Intel Corp. and University of California at Santa Barbara researchers announced Sept. 18 a breakthrough that could lead to a laser-producing chip that could vastly improve computing power at a low cost. The process could allow the production of hybrid silicon-laser chips to use laser beams instead of wires to transfer data.
"This breakthrough addresses one of the last major barriers to producing low-cost, high-bandwidth silicon photonics devices for use inside and around future computers and data centers," the company said in a statement.
The use of photonics, or optical data transfer, could vastly increase the speed of computers while keeping costs down, the researchers said. Experts say the use of lasers could allow communication between chips within a system, bypassing many of the bottlenecks on existing computer chips.

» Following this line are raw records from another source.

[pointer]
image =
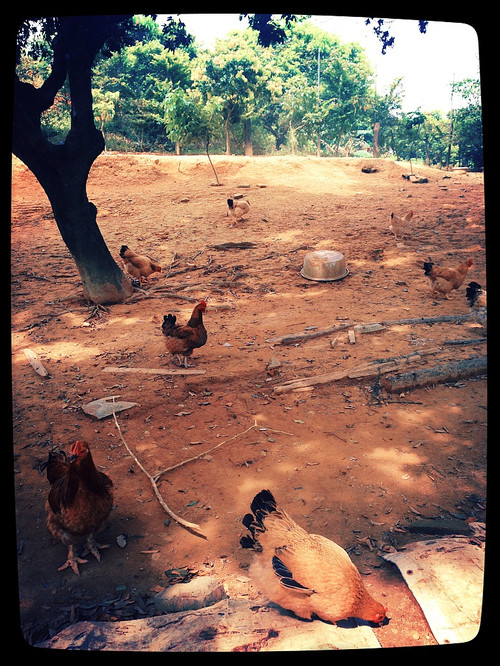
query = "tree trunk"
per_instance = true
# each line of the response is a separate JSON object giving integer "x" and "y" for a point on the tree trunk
{"x": 376, "y": 149}
{"x": 63, "y": 170}
{"x": 449, "y": 372}
{"x": 247, "y": 125}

"This could bring low-cost, terabit-level optical 'data pipes' inside future computers and help make possible a new era of high-performance computing applications," said Mario Paniccia, director of Intel's Photonics Technology Lab. "While still far from becoming a commercial product, we believe dozens, maybe even hundreds of hybrid silicon lasers could be integrated with other silicon photonic components onto a single silicon chip."
The researchers said the key to manufacturing the device is the use of a low-temperature oxygen plasma -- an electrically charged oxygen gas -- to create a thin oxide layer on the surfaces of the materials.